1) Don’t take their behavior personally. Understand that when people are anxious they think and can act like reptiles. Immature and obnoxious behavior of a boss, coworker or customer is more a result of anxiety than a personal attack on you.
 
2) “Strike when the iron is cold,” says Dr. Lerner. If you say the first thing that comes into your head, you will say too much. Take time to think strategically about what will get results. Keep it short and don’t attack all the issues at once. Pick one battle and state your goal without blaming.
 
3) Anxiety is contagious but so is calm. Don’t contribute to the anxiety of your workplace by gossiping, attacking or blaming. Find people outside the workplace you can talk to so you are less upset. If you don’t wait until you calm down, you’ll have an edge to what you say that will render your message ineffective. Do what you can to be calm in the presence of the other party.
 
4) Understand that you can leave your job if need be. If you’re convinced otherwise, you won’t be able to act on your principles, say what you think, and take a clear position on issues that matter.
 
The bottom line is that there will always be a few difficult people in any workplace.

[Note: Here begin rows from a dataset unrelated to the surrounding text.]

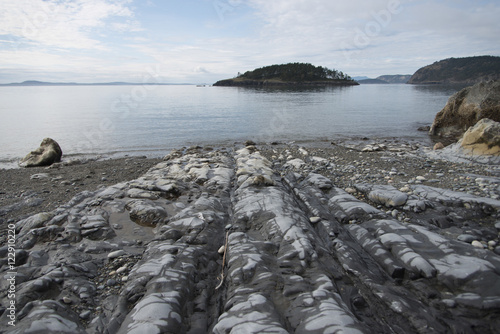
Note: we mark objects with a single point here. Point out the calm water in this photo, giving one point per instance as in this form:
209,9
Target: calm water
151,120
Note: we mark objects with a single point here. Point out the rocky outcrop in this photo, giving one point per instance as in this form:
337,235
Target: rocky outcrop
301,255
280,83
466,108
483,138
46,154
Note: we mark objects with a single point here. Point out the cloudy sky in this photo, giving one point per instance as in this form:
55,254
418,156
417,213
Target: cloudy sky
201,41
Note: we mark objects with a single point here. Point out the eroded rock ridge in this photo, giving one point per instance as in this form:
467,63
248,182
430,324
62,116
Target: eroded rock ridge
302,254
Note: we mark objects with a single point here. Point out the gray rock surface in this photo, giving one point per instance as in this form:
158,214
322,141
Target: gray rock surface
46,154
301,255
465,108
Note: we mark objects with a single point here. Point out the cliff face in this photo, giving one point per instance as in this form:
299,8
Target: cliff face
470,70
466,108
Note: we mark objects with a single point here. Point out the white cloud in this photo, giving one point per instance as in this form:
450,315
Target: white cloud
63,24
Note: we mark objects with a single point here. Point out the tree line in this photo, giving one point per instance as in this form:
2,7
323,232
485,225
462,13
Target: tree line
295,72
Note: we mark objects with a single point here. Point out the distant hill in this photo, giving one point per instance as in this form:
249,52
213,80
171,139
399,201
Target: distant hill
372,81
360,78
386,79
289,74
469,70
398,78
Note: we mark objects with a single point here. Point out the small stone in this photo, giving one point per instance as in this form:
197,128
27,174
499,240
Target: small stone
404,189
497,250
121,270
350,190
116,254
39,176
438,146
315,220
466,238
449,303
477,244
111,282
85,315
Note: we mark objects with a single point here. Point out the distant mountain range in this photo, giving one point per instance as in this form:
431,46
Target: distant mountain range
469,70
43,83
385,79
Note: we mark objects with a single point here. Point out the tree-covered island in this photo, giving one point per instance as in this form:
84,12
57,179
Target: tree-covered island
291,74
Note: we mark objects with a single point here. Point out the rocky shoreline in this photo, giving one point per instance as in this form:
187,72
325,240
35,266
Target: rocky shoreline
366,237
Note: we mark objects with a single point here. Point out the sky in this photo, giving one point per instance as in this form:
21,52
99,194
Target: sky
202,41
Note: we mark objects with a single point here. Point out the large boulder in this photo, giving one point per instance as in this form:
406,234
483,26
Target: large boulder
45,155
483,138
466,108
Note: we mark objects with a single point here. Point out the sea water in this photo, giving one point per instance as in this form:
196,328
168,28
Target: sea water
151,120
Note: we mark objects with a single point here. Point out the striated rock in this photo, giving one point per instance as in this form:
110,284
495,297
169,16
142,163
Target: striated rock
483,138
48,153
465,108
300,255
438,146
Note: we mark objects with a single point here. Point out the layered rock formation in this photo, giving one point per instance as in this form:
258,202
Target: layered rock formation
46,154
466,108
483,138
301,254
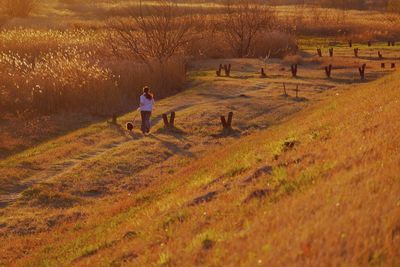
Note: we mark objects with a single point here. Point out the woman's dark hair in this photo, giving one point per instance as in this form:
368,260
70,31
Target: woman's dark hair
147,94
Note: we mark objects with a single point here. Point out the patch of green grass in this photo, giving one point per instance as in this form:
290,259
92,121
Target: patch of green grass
277,148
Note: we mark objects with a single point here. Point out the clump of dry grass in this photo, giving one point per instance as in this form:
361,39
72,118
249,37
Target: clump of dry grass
53,71
18,8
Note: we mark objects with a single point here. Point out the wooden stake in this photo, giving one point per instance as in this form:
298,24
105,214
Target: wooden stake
356,52
362,71
319,52
263,75
328,71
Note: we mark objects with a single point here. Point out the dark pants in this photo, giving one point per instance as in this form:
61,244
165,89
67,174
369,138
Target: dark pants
145,121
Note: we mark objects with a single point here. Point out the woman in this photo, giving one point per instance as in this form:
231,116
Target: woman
146,107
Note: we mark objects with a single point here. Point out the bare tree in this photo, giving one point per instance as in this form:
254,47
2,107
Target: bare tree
156,32
243,21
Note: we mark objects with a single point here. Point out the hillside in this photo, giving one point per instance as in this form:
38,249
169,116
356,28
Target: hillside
312,180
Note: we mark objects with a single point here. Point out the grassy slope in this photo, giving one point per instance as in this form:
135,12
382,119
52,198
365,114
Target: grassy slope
320,189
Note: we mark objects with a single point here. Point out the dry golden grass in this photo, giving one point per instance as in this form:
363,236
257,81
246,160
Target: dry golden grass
309,180
306,190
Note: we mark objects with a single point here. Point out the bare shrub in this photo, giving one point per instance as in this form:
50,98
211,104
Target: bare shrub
68,80
18,8
242,23
161,34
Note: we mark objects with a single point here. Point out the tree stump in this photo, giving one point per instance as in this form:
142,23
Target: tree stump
284,90
362,71
227,124
319,51
227,69
263,75
328,71
293,68
219,70
171,122
114,118
356,50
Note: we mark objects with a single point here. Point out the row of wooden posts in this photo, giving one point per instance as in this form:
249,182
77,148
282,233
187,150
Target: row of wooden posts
369,43
356,52
170,122
328,70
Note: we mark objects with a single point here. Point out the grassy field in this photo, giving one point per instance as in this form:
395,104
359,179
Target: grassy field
307,176
311,180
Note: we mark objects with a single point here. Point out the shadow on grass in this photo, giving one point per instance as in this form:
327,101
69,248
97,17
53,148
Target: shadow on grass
228,133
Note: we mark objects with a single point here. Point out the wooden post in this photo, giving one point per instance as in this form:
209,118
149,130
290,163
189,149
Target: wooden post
331,52
294,70
165,119
219,70
227,124
362,71
223,122
227,69
230,118
172,119
356,52
169,123
328,71
114,118
263,75
284,90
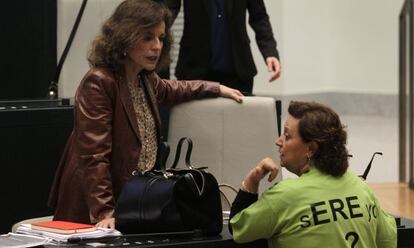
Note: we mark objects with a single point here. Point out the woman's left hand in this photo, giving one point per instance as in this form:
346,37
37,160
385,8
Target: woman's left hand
231,93
106,223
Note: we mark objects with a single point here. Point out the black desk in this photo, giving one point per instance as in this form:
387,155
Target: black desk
224,240
405,240
32,137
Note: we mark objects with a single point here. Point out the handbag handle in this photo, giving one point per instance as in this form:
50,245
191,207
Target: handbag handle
162,155
187,154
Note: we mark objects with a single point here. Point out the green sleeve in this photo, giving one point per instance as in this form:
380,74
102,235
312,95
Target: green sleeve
258,221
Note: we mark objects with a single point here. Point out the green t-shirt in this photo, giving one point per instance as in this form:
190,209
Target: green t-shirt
317,210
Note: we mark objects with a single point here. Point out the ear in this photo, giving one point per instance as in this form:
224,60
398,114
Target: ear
313,147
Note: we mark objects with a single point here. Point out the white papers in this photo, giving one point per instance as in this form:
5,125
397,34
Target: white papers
57,237
14,240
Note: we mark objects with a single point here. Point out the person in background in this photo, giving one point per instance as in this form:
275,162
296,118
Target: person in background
215,44
327,206
116,112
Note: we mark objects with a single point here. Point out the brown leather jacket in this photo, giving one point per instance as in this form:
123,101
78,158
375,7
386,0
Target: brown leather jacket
105,144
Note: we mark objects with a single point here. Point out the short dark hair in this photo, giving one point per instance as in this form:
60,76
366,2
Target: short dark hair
321,125
123,29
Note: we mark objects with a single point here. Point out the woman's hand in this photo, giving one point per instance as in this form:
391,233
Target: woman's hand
231,93
253,178
106,223
274,68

When conversation is not possible, we can still contribute to an office war ceasefire by thoughtfully refusing to do or say anything that increases anxiety. 
 
THE LAST WORD(S)
 
Q. I want to try my hand at a new career but am afraid I will fail. How do I weigh out the risks versus the benefits?
 
A. Ask yourself what you can live with more easily, the embarrassment of temporary failure or the permanent regret of never trying what you dream of?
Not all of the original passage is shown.